Thursday morning, House Speaker Nancy Pelosi (D-Ca.) unveiled the House Health Care Restructuring bill. H.R. 3200 contains many dangerous mechanisms, which, when coupled with inadequate funding, will inevitably lead to rationing. A manager's amendment to the bill is expected early next week, with the full bill scheduled to be brought up on the floor Friday (Nov. 6). House Leadership has promised that both the bill and the manager's amendment would be available for review 72 hours before a vote.

RATIONING THROUGH INADEQUATE FUNDING

H.R. 3200 contains premium subsidies to help the uninsured obtain health insurance. The problem is that a substantial part of the subsidies are paid for by “robbing Peter to pay Paul”--reducing Medicare funding for older people in order to cover the uninsured. The dangerous consequence is that in a few years, having over-promised and under-funded, the government will be faced with the choice of adding other means of revenue or, far more likely, in some way imposing rationing.

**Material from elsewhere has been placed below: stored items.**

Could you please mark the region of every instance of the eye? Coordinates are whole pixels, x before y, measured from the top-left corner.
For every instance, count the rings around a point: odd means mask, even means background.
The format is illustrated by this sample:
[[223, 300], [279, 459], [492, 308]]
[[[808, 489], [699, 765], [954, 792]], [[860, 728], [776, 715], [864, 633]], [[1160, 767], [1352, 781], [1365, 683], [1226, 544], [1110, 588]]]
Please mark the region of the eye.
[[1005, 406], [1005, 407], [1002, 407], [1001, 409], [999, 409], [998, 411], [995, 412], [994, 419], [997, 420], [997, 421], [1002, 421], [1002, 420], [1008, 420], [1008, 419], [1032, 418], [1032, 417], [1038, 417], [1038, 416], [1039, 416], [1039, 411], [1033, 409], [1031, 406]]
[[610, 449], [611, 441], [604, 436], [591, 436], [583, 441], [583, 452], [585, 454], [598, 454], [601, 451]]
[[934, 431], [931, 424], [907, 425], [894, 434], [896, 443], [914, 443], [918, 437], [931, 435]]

RATIONING THROUGH COMPARATIVE EFFECTIVENESS PROVISIONS

The House bill, as reported, allows comparative effectiveness research (CER) to be used in making coverage decisions, determining reimbursement rates, and in establishing incentive programs in ways that discriminatorily deny or limit health care based on age, present or predicted disability, or expected length of life. [Editor’s note. Scroll down to the October 16 entry for more about CER.]

SAVING MONEY THROUGH DANGEROUS END-OF-LIFE PROVISIONS

Section 3200, contains the newly renamed “Voluntary Advance Care Planning Consultation.” The section provides for government funded “advanced care planning” sessions. These could easily be used to subtly or not so subtly pressure patients and older people to reject treatment. Advocates of such measures frequently cite the cost savings if, as they expect, this promotion results in more directives rejecting life-saving treatment. Efforts to push patients and older people to prepare advance directives may in practice become a means of persuading or pressuring them to agree to less treatment as a means of saving money.

Further, Section 240 also requires qualified health benefit offering entities to disseminate information related to “end-of-life” planning to people seeking enrollment in the exchange.

There have been several recent studies showing how advance directives and end of life conversations generally yield cost savings. See http://www.nrlc.org/HealthCareRationing/HouseLegislation.html for more description.

RATIONING THROUGH PRICE CONTROLS

The bills give broad authority to the Exchange Commissioner to review bids and to use that review as the basis for the exclusion of plans. This will effectively lead to premium price controls.

When the government limits by law what can be charged for health care, it limits what people are allowed to pay for medical treatment. Under a scheme of premium price controls, health insurance companies will ration life-saving medical treatment as they are squeezed more and more tightly each year by the declining “real” (adjusted for health care inflation) value of the premiums they take in. These day-to-day rationing decisions will have the most direct and visible impact on the lives--and deaths--of people with a poor “quality of life.”